Les vices cachés d’immeuble bâtI

Qu’est-ce qu’un vice caché ?
 

Le vendeur doit à l'acquéreur une garantie de vice caché (article 1625 du Code civil).

Les vices cachés sont définis comme des défauts cachés de la chose vendue qui la rendent impropre à l'usage auquel on la destine, ou qui diminuent tellement cet usage que l'acheteur ne l'aurait pas acquise, ou n'en aurait donné qu'un moindre prix, s'il les avait connus (article 1641 Code civil).

A distinguer du vice apparent : Les vices apparents sont ceux qui sont visibles au moment de l'acquisition du bien ou de la chose.

Ils ne sont pas garantis par le vendeur car l’acquéreur conclut le contrat de vente en connaissance de ces vices apparents.

A distinguer du défaut de conformité : Le défaut de conformité concerne le cas où la chose n'est pas conforme à ce qui est prévu par les parties au contrat, que ce soit dans sa nature, sa qualité ou sa quantité.

Le vendeur est tenu d’une obligation de conformité. En cas de dé son refus, l’acquéreur doit refuser la réception de la chose sinon il ne pourra plus exercer de recours.


Quelles sont les conditions du vice caché ? 

Trois conditions cumulatives :

  • Le vice ne doit pas avoir été apparent ou connu de l'acquéreur au moment de l'acquisition du bien ou de la chose

L’appréciation du caractère caché du vice s’apprécie in abstracto, c’est-à-dire de manière objective et par référence à la notion de bon père de famille, en tenant compte de la qualité de professionnel ou non de l’acheteur.

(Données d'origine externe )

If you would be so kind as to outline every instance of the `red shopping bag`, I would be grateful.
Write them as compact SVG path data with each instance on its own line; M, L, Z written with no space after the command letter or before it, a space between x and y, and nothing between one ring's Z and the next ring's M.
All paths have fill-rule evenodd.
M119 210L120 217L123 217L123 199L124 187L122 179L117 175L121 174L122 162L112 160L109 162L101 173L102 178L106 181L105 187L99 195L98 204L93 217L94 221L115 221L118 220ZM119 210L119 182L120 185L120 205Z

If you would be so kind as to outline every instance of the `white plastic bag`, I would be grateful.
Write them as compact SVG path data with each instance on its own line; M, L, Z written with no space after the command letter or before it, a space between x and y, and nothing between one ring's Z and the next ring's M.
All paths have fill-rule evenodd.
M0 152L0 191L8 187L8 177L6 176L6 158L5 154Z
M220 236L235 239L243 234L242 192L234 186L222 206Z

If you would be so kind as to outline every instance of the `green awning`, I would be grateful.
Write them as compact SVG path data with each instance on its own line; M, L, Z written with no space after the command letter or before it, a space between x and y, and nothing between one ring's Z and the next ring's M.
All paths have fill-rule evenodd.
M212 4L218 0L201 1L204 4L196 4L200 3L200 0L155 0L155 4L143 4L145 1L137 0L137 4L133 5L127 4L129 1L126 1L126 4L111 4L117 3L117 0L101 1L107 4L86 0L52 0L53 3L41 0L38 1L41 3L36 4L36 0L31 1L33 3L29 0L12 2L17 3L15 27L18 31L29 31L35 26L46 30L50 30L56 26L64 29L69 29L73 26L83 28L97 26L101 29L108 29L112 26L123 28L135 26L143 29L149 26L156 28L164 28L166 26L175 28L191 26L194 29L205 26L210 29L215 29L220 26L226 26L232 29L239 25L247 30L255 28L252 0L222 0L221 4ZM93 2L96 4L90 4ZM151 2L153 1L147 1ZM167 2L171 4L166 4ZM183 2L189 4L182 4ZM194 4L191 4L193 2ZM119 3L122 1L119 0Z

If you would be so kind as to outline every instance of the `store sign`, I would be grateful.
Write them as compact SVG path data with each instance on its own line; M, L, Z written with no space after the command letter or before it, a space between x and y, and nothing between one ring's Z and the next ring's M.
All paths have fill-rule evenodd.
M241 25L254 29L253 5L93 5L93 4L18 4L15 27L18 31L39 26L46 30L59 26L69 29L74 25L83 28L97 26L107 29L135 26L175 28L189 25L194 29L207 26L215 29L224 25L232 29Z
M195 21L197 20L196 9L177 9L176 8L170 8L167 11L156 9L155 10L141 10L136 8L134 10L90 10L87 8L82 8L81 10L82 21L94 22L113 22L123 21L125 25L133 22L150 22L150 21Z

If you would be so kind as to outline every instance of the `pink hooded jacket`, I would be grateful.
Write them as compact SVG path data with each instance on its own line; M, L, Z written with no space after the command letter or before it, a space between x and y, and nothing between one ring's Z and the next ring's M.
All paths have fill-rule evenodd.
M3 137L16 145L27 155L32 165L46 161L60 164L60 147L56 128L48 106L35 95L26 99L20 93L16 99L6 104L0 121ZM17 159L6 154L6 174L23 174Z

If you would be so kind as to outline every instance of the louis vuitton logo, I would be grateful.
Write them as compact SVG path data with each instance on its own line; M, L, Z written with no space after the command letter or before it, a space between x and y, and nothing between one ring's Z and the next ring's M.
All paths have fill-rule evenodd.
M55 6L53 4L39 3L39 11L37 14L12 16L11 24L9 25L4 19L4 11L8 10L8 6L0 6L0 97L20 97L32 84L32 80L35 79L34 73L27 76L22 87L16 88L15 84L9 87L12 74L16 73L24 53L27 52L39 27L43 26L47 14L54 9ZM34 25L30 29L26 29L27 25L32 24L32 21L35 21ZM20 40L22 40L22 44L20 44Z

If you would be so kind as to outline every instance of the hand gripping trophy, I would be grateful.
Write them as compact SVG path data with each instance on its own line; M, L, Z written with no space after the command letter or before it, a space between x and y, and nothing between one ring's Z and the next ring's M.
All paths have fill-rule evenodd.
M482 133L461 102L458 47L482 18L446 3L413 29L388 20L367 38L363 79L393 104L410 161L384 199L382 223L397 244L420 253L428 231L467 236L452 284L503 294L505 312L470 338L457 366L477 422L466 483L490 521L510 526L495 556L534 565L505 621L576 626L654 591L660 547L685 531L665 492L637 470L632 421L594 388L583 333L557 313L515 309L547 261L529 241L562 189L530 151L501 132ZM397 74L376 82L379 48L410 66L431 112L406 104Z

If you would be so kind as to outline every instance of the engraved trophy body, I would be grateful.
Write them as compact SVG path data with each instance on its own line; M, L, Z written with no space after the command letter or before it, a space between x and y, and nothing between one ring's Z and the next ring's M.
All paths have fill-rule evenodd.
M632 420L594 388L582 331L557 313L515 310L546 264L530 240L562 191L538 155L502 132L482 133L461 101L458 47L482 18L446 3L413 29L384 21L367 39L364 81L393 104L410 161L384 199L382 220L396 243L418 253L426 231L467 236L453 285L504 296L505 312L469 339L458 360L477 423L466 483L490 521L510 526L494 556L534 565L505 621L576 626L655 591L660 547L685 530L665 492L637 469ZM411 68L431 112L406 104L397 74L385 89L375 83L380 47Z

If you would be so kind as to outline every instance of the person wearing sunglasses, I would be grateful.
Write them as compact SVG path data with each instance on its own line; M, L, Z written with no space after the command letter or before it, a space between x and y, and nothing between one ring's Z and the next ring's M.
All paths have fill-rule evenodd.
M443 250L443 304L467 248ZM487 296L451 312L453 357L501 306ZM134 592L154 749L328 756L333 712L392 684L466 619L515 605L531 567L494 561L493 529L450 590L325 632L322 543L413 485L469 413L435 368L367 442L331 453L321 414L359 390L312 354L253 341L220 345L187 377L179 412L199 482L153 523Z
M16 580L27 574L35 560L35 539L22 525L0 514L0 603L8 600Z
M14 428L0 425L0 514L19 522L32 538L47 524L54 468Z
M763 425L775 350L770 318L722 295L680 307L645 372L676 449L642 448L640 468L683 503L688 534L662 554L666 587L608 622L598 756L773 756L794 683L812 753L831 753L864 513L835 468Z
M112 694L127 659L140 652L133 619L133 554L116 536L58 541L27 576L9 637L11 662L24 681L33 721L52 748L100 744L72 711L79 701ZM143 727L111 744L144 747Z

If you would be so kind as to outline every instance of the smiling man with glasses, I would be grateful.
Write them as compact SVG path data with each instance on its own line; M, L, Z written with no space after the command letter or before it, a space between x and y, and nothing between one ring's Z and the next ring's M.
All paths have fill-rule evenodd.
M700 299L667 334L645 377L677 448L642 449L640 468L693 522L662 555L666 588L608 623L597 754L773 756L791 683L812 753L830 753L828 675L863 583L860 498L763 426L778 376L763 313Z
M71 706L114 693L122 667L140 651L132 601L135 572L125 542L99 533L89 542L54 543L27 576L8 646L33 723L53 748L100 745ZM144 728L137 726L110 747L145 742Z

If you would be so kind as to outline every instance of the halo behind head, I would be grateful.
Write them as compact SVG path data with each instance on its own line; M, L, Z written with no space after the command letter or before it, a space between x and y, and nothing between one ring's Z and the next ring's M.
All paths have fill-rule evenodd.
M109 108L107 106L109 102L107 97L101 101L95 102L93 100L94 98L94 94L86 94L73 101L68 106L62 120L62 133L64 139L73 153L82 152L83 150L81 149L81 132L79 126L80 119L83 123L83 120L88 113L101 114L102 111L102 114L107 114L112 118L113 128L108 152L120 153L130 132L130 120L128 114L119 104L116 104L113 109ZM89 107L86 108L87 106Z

Si l’acheteur est un non-professionnel, il reste tenu de procéder à des vérifications élémentaires ainsi qu’à un examen attentif si bien que le vice sera considéré comme caché si seul un technicien était capable de le découvrir. 

  • La chose ou le bien doit avoir un défaut qui le rende impropre à l'usage auquel il est destiné ou du moins réduire fortement cet usage à tel point que l'acheteur ne l'aurait pas acheté ou à moindre prix, s'il les avait connus.

  • Le défaut doit être antérieur à l'acquisition.

Le vice caché doit exister au moment de la vente et la charge de la preuve pèse sur l’acquéreur.


Comment agir en cas d’apparition d’un vice caché ? (article 1648 du code civil)
 

Le vice caché doit être dénoncé au vendeur dans un bref délai à partir du moment où l’acquéreur les a constatés ou aurait dû les constater.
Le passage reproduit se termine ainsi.